Il n'est pas facile de cerner le moment où un patient est prêt à passer à l'acte, même pour nous autres, docteurs. Ashika est dans un mauvais état d'esprit et un rien exacerbe ses sens, exacerbe sa propre perception d'elle-même. Ce n'est pas parce qu'elle est entourée des siens qu'elle doit forcément aller mieux. Et ça, c'est une chose qu'un parent ne comprend pas. Qu'il ne peut pas entendre. Dire à Warren qui sa fille avait des pensées suicidaires aiderait-il l'un ou l'autre ?

« — J'ai regardé sur internet. J'ai pris la tablette d'Abel et je suis tombé sur un drôle de forum. Au début, quand j'ai vu les gens parler de la mort si facilement, presque avec décontraction, comme si se... se tuer était normal, je suis allé vomir dans les toilettes et j'ai effacé l'historique. Et puis c'est devenu une idée fixe. Vous voyez ? Du genre à me trotter dans la tête toute la journée. Quand je croisais le regard de papa, je me sentais honteuse. Mais ça ne m'a pas empêché d'y retourner. Il y a des gens sur ce forum, ils font des tutos, sauf que là ce n'est pas pour apprendre à se maquiller ou à faire un origami. Non, c'est comment se taillader les veines en dix étapes, ou un truc dans le genre. Ils disent qu'il faut tout bien préparer avant et qu'il ne faut rien laisser qui pourrait vous aider à empêcher le sang de couler une fois que vous vous serez coupé. Parce qu'ils disent que dès que votre cerveau aura compris ce qu'il se passe, il voudra tout faire pour endiguer le flot. Dans les films, ça ne dure jamais bien longtemps, mais en fait, c'est très long. Vous savez combien on a de litres de sang dans le corps ? Pour une fille de ma corpulence, c'est entre trois et quatre litres. Vous imaginez combien de temps il faut pour que votre corps soit exsangue ? Vous imaginez ? »

Je me suis douté que nous en viendrons à ce genre de conversation. Ashika m'avait déjà fait part de certaines de ses pensées. Elle avait trouvé des médicaments dans la maison, puis elle avait commencé à subtiliser des lames de rasoir. Elle m'en a parlé à la deuxième séance, m'a expliqué pourquoi. Jusque-là, elle ne s'était pas interrogée plus que ça sur les motivations qui poussaient quelqu'un à mettre fin à ses jours.
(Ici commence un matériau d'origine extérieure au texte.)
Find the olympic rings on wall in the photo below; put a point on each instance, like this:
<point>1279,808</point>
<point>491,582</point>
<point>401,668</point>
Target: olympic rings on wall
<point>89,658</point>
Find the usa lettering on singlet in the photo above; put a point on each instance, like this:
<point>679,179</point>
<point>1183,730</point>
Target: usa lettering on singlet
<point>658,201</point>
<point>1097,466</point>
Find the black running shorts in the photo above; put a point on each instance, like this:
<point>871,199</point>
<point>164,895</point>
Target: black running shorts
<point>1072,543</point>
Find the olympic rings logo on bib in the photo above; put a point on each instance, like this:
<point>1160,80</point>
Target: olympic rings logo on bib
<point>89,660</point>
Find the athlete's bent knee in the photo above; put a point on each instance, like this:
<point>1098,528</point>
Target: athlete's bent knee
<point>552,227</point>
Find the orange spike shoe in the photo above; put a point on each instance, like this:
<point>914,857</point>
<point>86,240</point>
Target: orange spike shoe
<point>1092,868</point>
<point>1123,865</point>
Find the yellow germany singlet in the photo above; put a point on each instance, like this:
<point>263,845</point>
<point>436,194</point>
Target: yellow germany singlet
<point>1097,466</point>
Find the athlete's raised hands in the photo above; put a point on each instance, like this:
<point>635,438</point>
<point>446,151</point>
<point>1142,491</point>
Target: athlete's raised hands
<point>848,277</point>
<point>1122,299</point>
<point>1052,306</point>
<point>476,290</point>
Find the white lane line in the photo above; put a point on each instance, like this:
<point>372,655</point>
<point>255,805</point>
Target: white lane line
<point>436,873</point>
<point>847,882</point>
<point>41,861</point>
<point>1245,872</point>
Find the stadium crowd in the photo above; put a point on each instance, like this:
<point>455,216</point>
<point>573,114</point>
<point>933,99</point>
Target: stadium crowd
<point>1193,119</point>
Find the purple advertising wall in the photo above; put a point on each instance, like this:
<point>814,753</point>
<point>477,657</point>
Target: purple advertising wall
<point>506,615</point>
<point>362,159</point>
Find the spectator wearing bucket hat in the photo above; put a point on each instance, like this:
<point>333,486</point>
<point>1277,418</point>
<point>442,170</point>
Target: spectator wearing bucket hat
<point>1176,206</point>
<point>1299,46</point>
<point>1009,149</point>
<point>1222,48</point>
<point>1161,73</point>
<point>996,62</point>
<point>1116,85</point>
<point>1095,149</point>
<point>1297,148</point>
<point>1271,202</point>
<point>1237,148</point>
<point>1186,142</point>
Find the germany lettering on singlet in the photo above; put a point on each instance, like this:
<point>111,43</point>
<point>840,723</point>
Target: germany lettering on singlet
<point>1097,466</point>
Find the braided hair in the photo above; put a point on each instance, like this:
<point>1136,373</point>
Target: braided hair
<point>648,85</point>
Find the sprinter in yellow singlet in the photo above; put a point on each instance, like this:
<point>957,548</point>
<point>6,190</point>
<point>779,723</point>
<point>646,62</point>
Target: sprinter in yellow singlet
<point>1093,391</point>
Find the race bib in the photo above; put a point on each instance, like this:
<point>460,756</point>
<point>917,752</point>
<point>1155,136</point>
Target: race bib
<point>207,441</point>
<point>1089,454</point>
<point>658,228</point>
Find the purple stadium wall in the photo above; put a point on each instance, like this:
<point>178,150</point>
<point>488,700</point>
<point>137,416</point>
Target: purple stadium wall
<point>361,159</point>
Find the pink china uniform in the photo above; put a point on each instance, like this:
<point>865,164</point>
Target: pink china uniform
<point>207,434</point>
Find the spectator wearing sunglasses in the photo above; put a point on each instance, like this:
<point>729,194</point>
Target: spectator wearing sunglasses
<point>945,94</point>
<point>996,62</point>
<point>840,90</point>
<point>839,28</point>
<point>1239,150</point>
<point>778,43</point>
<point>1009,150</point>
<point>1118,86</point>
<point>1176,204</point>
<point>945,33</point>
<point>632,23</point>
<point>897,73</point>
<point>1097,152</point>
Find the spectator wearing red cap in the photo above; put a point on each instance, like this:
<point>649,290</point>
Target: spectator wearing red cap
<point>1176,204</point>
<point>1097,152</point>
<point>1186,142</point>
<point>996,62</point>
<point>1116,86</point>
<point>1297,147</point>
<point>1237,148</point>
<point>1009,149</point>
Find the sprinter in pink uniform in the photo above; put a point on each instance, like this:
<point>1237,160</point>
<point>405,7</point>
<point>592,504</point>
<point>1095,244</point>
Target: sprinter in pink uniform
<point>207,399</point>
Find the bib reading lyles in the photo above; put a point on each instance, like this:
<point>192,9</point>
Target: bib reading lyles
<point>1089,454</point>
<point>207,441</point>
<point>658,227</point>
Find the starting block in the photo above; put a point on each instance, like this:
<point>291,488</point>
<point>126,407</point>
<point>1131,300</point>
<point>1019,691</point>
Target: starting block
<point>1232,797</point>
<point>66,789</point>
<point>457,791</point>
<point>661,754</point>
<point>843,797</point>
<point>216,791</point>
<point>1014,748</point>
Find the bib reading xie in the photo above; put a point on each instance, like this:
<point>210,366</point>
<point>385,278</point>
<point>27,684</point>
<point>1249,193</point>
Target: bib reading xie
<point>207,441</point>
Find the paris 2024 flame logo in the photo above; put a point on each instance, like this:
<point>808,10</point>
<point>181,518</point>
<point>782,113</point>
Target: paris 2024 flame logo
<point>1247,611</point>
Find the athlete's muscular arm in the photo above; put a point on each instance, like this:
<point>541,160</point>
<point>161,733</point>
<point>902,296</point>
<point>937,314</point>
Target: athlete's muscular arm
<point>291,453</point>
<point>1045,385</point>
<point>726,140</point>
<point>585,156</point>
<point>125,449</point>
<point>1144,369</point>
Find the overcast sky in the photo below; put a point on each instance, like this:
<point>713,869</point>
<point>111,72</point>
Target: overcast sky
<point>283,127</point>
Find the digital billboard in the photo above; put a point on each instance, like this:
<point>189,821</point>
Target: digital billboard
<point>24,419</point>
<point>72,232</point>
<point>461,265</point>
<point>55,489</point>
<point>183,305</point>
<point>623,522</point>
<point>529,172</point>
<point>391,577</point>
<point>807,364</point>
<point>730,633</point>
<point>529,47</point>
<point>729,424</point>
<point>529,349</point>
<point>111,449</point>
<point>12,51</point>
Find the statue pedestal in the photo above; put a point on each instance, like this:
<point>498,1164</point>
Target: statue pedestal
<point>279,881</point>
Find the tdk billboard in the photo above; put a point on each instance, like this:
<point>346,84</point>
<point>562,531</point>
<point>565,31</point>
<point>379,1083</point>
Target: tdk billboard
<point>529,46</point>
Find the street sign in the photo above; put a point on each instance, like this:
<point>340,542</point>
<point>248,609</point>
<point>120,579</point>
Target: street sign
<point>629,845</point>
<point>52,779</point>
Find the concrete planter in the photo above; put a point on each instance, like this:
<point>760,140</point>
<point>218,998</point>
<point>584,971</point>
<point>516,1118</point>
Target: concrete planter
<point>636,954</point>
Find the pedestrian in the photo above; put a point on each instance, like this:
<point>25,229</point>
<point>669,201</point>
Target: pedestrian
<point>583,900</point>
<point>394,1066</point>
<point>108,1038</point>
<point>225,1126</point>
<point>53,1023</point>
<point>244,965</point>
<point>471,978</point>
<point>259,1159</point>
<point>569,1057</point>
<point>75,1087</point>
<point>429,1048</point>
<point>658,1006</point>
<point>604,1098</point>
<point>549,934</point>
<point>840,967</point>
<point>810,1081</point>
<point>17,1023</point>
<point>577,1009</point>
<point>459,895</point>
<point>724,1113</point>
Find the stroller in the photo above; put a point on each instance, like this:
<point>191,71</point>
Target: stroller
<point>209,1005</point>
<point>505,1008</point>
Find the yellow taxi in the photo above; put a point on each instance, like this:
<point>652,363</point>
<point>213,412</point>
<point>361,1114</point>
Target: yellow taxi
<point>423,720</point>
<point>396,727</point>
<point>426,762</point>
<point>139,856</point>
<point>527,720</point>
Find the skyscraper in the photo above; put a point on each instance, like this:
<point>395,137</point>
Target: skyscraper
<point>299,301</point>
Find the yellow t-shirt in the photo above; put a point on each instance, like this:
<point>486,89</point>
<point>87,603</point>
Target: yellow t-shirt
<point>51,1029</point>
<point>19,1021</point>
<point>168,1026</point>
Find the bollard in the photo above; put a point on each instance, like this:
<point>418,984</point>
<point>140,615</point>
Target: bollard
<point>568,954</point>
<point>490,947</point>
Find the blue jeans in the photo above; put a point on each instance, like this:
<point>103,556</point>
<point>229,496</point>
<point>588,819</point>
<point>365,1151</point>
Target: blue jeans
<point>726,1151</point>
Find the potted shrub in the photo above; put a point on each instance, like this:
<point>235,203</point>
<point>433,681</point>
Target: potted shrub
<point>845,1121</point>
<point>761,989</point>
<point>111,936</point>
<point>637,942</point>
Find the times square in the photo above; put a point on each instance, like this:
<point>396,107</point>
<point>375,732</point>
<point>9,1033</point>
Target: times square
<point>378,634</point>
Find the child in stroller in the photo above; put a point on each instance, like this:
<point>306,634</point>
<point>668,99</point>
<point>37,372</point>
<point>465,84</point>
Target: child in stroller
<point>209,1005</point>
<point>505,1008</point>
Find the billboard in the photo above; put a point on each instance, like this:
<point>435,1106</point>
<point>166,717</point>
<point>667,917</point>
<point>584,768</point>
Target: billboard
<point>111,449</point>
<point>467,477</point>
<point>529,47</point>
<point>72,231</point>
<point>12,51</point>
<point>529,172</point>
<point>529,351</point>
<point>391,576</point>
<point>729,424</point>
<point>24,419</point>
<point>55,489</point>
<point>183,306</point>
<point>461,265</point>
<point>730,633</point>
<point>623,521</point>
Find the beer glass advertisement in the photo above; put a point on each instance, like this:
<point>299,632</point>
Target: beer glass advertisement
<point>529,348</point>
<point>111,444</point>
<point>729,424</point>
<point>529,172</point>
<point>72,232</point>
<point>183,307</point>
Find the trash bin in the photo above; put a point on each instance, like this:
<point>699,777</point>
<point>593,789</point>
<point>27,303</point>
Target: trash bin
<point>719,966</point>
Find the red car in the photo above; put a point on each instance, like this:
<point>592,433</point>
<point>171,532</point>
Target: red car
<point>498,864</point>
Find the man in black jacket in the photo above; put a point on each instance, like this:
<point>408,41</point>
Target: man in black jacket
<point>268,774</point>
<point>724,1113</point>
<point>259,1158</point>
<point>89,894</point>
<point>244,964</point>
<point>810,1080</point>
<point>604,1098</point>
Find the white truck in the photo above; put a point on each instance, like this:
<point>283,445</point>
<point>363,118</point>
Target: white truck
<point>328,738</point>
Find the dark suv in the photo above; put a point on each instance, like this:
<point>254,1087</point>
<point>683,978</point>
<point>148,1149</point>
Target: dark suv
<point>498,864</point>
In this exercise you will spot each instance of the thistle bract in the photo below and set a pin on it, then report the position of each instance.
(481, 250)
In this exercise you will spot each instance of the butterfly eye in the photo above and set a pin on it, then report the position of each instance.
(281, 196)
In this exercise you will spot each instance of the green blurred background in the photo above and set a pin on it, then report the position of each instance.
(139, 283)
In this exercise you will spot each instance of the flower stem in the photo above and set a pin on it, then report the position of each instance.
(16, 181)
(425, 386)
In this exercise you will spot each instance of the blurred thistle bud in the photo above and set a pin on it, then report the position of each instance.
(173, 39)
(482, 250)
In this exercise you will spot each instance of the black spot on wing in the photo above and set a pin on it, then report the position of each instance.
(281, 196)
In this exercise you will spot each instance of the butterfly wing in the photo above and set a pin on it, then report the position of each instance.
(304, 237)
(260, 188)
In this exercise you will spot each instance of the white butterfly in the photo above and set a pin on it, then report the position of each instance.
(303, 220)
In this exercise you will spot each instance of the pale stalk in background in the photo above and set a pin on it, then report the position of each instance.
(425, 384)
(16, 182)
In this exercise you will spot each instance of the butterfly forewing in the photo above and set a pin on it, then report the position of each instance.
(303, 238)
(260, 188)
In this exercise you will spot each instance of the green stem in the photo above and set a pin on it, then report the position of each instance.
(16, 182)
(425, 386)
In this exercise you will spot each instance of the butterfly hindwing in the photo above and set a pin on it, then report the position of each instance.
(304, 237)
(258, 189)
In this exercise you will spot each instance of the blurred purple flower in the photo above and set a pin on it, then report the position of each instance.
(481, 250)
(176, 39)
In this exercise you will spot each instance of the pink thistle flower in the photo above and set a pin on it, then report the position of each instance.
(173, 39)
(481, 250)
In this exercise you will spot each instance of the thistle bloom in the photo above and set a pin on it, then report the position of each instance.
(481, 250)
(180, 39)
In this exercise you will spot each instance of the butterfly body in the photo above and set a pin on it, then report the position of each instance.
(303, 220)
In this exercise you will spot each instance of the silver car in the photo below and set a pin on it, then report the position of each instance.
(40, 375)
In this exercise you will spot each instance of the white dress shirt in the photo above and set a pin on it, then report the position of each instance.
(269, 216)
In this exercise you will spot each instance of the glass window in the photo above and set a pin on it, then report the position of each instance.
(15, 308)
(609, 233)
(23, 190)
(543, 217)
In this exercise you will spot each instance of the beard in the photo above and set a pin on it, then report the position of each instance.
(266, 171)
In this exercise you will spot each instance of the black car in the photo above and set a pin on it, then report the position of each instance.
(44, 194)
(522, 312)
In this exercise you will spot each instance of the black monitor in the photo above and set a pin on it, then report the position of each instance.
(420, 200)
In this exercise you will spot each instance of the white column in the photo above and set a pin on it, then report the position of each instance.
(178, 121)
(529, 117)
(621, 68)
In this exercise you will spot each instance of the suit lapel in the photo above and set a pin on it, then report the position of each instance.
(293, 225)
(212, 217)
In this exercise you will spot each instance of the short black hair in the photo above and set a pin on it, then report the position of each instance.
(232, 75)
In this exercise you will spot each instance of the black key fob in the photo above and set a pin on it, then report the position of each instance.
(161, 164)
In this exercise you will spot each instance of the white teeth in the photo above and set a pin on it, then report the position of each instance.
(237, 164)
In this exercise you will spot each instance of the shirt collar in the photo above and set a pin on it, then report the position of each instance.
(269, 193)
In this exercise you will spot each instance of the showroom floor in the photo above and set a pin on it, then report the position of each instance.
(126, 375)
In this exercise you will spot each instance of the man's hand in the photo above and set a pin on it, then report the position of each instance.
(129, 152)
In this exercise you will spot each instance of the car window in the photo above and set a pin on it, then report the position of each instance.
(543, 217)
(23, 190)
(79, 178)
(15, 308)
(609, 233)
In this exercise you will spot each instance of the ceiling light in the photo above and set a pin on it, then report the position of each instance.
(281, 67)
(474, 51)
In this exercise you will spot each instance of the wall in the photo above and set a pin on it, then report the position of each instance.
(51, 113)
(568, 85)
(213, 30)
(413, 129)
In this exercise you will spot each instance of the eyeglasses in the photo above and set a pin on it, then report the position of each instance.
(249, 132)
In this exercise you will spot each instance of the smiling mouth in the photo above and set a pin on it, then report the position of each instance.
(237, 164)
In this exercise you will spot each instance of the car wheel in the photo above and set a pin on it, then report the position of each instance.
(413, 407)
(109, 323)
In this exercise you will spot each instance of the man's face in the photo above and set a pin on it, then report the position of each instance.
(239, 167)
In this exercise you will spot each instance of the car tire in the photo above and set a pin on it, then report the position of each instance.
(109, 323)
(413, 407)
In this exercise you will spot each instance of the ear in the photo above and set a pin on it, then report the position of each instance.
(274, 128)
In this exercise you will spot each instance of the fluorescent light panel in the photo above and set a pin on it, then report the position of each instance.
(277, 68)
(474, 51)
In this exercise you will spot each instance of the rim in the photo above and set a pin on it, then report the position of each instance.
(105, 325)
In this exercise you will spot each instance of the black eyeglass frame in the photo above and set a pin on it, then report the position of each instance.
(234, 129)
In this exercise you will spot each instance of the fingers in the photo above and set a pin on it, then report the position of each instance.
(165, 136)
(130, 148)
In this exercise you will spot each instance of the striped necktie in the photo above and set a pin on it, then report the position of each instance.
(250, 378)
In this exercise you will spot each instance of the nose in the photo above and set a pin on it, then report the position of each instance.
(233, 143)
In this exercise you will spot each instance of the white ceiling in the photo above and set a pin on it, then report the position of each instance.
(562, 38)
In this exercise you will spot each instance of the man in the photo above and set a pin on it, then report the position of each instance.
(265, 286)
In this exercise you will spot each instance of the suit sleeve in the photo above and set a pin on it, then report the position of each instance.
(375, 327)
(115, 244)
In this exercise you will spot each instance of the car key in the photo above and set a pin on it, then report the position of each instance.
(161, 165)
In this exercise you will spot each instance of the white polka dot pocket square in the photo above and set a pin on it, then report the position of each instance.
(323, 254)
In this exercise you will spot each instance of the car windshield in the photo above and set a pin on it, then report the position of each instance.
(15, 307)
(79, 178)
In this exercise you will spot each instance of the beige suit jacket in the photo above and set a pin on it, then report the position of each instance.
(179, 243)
« — Sur ce forum, ils veulent mourir parce qu'ils sont trop gros, pas assez beaux, parce que les autres se moquent d'eux. Mais je ne suis pas d'accord. Et ça me met en colère. J'ai envie de leur hurler qu'eux, on ne leur a pas tout pris. Mais qui je suis pour juger ? Je n'arrive même pas à me battre pour moi-même. Je suis une loque. Je ne suis plus rien. »

Je n'aime pas beaucoup utiliser cette analogie, pourtant j'ai l'impression que nous sommes en plein dedans avec Ashika. Elle fait le deuil de son moi d'avant. De qui elle était. Et dans son cheminement, les étapes sont nombreuses. Il y a tout d'abord le choc, inextricablement lié avec le déni. Souvent une très courte période ; la personne nie en bloc, elle refuse de voir la vérité. Viennent la colère puis le marchandage, concept très humain. Suivi par la dépression et l'acceptation. Le problème chez Ashika, c'est qu'elle oscille dangereusement entre ses cinq étapes, passant trop vite de la dépression à la colère. Parfois, c'est plus doux, mais la plupart du temps, ça reste violent.